|Nutritional Guidelines (per serving)|
|Servings: 12 to 16 Servings|
|Amount per serving|
|% Daily Value*|
|Total Fat 38g||49%|
|Saturated Fat 20g||102%|
|Total Carbohydrate 32g||12%|
|Dietary Fiber 3g||9%|
|*The % Daily Value (DV) tells you how much a nutrient in a food serving contributes to a daily diet. 2,000 calories a day is used for general nutrition advice.|
This is an impressive German chocolate cheesecake from Maddymoo.
It's made with coconut in the crust and the signature coconut pecan topping we love on German chocolate cake. The filling is a rich and delicious chocolate and cream cheese filling.
- For the Coconut Pecan Topping:
- 1/2 cup or 1 stick butter or margarine
- 1/4 cup light brown sugar
- 2 tablespoon light cream
- 2 tablespoon corn syrup
- 1 cup flaked coconut
- 1/2 cup chopped pecans
- 1 teaspoon. vanilla
- For the Coconut-Pecan Crust:
- 1 cup graham cracker crumbs
- 2 tablespoon granulated sugar
- 1/3 cup butter, melted
- 1/4 cup coconut
- 1/4 cup pecans, chopped
- For the Filling:
- 4 ounces Hershey's semi-sweet baking chocolate, broken into pieces
- 3 (8 oz) packages cream cheese, softened
- 3/4 cup sugar
- 1/2 cup sour cream
- 2 teaspoons vanilla
- 2 tablespoons all-purpose flour
- 3 large eggs
Melt butter with sugar; add remaining topping ingredients and set aside.
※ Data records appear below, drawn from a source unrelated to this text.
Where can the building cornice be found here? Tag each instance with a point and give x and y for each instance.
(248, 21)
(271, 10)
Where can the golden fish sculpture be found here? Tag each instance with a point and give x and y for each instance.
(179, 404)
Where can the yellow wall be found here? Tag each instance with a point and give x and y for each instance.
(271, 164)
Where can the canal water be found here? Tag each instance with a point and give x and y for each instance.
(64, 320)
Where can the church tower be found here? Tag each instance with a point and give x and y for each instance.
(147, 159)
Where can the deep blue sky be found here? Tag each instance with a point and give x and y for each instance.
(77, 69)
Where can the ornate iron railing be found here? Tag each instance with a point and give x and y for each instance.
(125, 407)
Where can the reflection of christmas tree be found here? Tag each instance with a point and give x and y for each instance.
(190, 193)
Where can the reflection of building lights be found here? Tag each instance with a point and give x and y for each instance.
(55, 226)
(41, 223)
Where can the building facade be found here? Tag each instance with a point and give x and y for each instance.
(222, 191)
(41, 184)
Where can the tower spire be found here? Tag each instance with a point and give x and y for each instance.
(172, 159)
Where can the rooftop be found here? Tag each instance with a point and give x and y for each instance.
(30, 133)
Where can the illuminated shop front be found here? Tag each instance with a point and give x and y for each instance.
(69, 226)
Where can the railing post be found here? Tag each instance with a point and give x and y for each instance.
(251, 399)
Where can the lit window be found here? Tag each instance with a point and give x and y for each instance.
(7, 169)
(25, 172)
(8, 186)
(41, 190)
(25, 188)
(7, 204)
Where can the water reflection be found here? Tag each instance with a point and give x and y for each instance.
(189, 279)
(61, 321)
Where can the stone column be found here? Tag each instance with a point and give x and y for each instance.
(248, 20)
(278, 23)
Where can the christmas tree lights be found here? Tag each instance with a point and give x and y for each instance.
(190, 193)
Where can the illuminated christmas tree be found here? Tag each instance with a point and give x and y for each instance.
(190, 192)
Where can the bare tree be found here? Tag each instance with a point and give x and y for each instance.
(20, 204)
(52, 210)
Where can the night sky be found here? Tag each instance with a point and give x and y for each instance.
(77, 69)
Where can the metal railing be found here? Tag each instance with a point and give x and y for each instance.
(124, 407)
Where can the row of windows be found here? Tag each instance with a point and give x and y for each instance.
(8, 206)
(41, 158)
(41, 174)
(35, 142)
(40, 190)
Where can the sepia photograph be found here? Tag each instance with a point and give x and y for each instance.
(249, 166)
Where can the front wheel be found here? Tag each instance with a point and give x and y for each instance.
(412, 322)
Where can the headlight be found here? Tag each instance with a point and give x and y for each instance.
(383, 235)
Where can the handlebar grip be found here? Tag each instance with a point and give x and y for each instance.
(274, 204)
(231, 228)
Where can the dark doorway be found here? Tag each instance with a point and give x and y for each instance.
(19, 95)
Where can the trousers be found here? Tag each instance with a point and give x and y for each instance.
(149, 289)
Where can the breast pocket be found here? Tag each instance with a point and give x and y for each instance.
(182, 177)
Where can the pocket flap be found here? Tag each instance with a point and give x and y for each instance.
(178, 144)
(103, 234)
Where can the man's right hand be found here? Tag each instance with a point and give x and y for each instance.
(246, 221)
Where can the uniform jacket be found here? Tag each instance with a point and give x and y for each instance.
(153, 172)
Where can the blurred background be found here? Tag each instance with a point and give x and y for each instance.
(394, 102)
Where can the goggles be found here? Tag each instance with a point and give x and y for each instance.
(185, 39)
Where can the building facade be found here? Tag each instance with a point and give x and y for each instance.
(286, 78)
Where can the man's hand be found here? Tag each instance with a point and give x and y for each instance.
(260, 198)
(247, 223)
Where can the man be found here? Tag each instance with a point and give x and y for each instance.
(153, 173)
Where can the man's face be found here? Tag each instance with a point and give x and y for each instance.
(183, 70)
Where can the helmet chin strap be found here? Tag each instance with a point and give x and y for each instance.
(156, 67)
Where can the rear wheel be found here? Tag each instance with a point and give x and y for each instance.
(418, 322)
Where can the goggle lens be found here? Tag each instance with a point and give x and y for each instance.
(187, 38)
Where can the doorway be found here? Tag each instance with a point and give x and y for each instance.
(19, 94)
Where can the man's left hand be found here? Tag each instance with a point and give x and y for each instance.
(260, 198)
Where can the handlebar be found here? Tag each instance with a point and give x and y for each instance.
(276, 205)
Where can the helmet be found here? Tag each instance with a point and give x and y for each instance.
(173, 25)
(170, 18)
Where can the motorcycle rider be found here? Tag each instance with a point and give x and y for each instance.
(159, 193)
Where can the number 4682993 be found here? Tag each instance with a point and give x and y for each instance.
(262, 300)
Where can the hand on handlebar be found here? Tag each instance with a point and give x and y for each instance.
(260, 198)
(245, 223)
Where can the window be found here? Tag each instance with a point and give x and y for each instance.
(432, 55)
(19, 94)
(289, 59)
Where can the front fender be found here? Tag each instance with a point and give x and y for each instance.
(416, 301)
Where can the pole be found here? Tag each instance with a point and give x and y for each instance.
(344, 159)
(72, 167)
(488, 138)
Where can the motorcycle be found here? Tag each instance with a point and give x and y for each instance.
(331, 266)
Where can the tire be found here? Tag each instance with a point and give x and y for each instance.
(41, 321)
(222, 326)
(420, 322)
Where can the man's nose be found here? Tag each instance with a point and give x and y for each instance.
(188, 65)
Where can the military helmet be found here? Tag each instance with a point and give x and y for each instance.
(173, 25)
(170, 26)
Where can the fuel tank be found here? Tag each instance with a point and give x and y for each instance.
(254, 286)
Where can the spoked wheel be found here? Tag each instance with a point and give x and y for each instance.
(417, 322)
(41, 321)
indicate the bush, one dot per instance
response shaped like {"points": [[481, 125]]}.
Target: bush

Combine crust ingredients; press into a 9-inch springform pan and bake at 350 F for about ten minutes. Cool and set aside.
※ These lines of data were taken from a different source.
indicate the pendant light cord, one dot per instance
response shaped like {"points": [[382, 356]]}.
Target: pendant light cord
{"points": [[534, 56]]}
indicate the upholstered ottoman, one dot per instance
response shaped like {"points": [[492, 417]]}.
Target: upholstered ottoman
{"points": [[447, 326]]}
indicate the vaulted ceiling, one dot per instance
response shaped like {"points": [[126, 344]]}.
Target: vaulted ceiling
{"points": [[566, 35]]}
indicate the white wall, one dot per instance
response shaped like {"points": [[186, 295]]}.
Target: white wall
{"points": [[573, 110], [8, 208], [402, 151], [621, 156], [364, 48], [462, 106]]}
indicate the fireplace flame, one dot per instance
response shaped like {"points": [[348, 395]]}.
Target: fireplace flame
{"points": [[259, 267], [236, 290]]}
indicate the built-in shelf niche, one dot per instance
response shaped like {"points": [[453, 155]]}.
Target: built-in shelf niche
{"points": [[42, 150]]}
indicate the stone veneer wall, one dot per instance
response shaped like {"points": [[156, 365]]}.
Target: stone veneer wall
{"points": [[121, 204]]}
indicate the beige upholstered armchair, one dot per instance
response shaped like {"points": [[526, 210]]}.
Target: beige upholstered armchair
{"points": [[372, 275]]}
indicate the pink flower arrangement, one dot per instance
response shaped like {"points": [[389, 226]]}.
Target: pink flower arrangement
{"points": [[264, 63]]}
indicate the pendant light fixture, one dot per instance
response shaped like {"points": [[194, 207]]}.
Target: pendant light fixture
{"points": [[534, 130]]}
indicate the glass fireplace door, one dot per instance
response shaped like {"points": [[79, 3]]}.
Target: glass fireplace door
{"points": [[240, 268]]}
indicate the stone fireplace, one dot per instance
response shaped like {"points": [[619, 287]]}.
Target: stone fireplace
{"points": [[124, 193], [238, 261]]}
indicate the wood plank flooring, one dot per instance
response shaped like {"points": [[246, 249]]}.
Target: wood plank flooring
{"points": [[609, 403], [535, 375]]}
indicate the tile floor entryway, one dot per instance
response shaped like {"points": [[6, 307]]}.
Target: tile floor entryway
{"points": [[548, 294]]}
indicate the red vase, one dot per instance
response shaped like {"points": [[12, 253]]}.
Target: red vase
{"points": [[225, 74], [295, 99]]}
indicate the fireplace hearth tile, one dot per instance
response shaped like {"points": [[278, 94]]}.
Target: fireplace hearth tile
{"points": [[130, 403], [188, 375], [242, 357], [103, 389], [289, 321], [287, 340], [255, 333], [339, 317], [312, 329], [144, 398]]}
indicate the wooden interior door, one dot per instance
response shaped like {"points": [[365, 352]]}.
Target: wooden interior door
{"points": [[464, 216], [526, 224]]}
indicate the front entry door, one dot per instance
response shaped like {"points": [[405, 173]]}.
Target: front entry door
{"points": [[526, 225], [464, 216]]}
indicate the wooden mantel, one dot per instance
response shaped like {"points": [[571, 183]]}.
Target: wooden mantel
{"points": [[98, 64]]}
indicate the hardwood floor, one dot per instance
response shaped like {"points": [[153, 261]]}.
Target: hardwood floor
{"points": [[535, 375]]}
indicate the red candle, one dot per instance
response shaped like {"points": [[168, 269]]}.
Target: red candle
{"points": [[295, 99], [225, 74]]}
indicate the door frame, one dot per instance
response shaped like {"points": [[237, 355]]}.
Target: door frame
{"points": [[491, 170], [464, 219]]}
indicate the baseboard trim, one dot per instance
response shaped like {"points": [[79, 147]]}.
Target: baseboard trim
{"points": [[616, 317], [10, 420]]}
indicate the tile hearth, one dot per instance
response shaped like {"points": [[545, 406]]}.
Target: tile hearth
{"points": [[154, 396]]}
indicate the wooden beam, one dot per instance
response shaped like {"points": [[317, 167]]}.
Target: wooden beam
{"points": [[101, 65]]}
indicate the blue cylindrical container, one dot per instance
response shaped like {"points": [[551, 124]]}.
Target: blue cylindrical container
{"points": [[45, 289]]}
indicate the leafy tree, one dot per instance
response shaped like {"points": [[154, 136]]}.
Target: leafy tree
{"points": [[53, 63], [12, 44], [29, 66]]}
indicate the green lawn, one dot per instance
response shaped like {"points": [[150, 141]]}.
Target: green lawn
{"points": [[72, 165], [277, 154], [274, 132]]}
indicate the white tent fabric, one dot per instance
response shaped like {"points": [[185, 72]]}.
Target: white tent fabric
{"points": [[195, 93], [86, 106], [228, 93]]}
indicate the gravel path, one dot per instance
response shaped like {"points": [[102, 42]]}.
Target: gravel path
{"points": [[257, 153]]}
Increase the oven heat to 450 F.
In a microwave-safe bowl, melt the chocolate (50 % power) until smooth. Set aside.
In a large mixing bowl with an electric mixer, beat cream cheese, sugar, sour cream, and vanilla until smooth. Add the flour, 1 tablespoon at a time, blending well after each addition. Add the eggs and melted chocolate; blend well. Pour into crust.
Bake the cheesecake for 10 minutes without opening oven door; reduce oven temperature to 250 F and continue baking for 35 minutes. Remove from oven.
With a spatula or knife loosen sides and cool completely. Remove from pan.
Spread topping on top and refrigerate until firm.
Cover leftover cheesecake and store in the refrigerator.